OD2A Successes: Selected Examples
California strengthened its ability to detect spikes in opioid-related incidents by increasing data submission to the state’s syndromic surveillance system and leveraging advanced analytics. These actions have helped provide early detection of opioid overdose outbreaks and enabled rapid local responses.
Michigan developed best practices toolkits and implementation strategies to reduce the harms of active drug use and expand harm reduction programs to non-traditional settings such as emergency departments (EDs). The toolkits are disseminated to emergency clinicians to promote post-overdose care and safer opioid prescribing practices.
Oklahoma is educating providers on overdose prevention strategies and state opioid prescribing guidelines. The state also developed a curriculum specific to pregnancy and criteria for an educational training plan covering a variety of topics, including trauma-informed care, screening, motivational interviewing, and medications for opioid use disorder.
Washington worked with local health jurisdictions to share data to inform collaborative public health/public safety activities. This action resulted in an increase in evidence-based approaches by public safety and first responder partners, and local health jurisdictions improved utilization of prevention strategies, interventions, and treatment referral.

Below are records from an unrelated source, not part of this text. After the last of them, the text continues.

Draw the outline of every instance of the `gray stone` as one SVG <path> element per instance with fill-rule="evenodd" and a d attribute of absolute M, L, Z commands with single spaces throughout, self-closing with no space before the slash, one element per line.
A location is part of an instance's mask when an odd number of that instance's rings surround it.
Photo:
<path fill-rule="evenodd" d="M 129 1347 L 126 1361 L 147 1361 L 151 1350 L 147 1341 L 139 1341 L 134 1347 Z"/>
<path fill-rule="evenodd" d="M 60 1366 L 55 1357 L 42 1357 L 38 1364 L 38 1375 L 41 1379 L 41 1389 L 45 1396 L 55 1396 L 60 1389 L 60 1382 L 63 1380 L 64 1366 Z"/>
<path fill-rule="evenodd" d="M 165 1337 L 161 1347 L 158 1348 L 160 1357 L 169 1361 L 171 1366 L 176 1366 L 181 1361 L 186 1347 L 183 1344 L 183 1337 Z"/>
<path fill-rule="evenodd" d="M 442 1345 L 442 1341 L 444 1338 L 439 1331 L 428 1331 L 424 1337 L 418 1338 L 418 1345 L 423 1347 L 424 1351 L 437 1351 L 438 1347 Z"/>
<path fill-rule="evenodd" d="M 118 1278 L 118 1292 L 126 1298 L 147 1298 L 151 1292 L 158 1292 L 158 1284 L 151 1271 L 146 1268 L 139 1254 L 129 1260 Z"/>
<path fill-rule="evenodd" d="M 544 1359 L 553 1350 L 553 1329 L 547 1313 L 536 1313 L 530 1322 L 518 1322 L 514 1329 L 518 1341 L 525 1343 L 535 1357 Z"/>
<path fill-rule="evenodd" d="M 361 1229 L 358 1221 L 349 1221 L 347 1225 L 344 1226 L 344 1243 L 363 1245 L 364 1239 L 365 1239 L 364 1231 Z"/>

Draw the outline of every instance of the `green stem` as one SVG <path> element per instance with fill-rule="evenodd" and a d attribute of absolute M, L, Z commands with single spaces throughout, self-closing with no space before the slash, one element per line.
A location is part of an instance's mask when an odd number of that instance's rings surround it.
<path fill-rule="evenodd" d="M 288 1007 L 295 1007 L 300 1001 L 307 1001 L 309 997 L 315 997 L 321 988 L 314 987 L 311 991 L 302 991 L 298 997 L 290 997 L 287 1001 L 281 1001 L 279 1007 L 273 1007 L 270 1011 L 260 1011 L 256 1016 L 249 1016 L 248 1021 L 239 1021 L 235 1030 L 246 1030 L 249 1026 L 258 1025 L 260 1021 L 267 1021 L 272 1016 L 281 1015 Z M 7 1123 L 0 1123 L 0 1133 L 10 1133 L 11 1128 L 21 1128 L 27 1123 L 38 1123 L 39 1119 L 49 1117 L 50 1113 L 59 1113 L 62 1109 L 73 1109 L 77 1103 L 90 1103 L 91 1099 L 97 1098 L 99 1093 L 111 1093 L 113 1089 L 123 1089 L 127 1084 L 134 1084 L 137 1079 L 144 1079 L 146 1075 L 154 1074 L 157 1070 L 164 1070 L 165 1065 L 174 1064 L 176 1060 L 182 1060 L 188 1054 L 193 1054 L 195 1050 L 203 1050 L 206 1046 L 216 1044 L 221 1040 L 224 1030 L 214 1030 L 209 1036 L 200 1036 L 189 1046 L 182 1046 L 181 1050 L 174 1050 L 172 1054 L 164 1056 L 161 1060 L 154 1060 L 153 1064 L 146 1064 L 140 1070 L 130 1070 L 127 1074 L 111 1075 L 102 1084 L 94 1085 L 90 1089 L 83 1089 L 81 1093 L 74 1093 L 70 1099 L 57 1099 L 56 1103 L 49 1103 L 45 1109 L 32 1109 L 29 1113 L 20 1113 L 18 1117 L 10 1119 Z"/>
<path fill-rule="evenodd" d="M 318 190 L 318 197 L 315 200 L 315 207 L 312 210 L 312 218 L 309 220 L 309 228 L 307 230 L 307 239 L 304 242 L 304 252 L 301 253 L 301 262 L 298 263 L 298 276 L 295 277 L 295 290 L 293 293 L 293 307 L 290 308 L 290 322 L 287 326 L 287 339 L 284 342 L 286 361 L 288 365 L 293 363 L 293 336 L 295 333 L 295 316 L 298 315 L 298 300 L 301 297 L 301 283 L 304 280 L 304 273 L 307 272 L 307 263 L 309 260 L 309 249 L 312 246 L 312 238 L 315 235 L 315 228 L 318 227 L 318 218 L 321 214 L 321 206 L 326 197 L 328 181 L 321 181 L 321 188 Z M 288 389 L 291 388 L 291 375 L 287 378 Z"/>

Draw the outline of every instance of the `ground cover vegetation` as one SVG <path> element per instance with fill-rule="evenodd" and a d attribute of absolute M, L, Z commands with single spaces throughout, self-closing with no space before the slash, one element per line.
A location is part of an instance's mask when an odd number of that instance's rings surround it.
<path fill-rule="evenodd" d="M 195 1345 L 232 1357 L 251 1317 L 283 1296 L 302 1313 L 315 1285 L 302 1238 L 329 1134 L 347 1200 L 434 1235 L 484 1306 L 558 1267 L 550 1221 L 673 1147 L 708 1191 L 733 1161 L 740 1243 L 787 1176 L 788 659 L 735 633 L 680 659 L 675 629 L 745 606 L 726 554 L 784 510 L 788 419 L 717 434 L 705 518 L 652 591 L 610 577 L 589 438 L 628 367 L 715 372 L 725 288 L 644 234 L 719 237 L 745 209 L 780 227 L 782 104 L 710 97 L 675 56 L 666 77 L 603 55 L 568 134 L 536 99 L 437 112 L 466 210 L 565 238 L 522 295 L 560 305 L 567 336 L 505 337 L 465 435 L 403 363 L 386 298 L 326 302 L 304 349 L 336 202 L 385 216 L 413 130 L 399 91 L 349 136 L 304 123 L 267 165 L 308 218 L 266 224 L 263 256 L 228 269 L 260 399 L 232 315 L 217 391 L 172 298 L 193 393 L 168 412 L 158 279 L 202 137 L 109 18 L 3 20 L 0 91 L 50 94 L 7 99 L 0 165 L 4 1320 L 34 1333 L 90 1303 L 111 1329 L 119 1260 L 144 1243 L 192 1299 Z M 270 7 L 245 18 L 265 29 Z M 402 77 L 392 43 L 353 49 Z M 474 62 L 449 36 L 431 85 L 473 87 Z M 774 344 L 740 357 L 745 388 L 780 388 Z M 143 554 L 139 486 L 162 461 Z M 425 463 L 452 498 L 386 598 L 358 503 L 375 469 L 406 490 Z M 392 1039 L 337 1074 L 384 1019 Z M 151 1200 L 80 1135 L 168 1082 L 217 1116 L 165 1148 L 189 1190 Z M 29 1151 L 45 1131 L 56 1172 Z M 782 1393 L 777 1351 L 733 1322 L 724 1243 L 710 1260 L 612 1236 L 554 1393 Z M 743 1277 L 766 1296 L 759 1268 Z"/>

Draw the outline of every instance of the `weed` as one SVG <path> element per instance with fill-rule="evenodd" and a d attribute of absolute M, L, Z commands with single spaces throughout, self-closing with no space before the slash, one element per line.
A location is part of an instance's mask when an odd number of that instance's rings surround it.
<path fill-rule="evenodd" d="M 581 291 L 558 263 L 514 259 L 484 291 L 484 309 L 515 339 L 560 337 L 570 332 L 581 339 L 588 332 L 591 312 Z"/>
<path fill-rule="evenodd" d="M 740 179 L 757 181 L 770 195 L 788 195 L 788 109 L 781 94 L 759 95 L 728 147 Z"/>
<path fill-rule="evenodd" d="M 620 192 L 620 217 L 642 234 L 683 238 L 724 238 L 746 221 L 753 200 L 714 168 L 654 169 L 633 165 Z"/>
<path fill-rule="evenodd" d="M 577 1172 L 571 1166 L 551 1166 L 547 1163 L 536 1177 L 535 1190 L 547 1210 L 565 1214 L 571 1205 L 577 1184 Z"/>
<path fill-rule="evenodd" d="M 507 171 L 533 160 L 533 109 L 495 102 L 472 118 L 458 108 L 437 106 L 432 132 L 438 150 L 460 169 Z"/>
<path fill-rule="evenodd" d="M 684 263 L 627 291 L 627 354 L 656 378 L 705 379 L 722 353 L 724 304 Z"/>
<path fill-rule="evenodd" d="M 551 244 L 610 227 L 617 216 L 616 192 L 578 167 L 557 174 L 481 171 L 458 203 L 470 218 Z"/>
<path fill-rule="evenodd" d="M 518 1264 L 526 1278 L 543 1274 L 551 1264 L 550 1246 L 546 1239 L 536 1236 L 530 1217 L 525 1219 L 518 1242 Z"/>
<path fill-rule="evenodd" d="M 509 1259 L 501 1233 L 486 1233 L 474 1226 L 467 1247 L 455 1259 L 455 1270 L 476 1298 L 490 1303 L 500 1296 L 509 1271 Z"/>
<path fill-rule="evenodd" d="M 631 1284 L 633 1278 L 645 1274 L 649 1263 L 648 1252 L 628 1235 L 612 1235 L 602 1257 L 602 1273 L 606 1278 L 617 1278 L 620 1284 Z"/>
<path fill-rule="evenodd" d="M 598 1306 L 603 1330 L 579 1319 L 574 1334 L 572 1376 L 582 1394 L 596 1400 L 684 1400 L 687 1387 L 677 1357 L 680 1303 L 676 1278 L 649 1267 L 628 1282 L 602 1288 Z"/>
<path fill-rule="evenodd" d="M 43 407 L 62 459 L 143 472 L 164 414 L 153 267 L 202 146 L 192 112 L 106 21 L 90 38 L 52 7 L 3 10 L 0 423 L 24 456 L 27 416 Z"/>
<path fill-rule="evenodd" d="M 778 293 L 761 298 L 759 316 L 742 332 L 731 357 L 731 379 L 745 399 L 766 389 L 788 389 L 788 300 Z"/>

History of CDC State-Funded Programs
From 2016 to 2019, Overdose Prevention in States (OPIS) was CDC’s funding effort to address drug overdose. Through OPIS, CDC worked with 45 states and Washington, D.C., to provide scientific expertise, enhanced surveillance activities, and support to funded jurisdictions to collect data on fatal and non-fatal overdoses and prevent drug overdoses. OPIS included three funding programs:
- Prevention for States (PFS)
- Data-Driven Prevention Initiative (DDPI)
- Enhanced State Opioid Overdose Surveillance (ESOOS)
As of September of 2019, the three programs under OPIS were transformed into the Overdose Data to Action (OD2A) initiative, which supports state, territorial, county, and city health departments in obtaining high quality, more comprehensive, and timelier data on overdose morbidity and mortality and using those data to inform prevention and response efforts. Read more about the OD2A Program.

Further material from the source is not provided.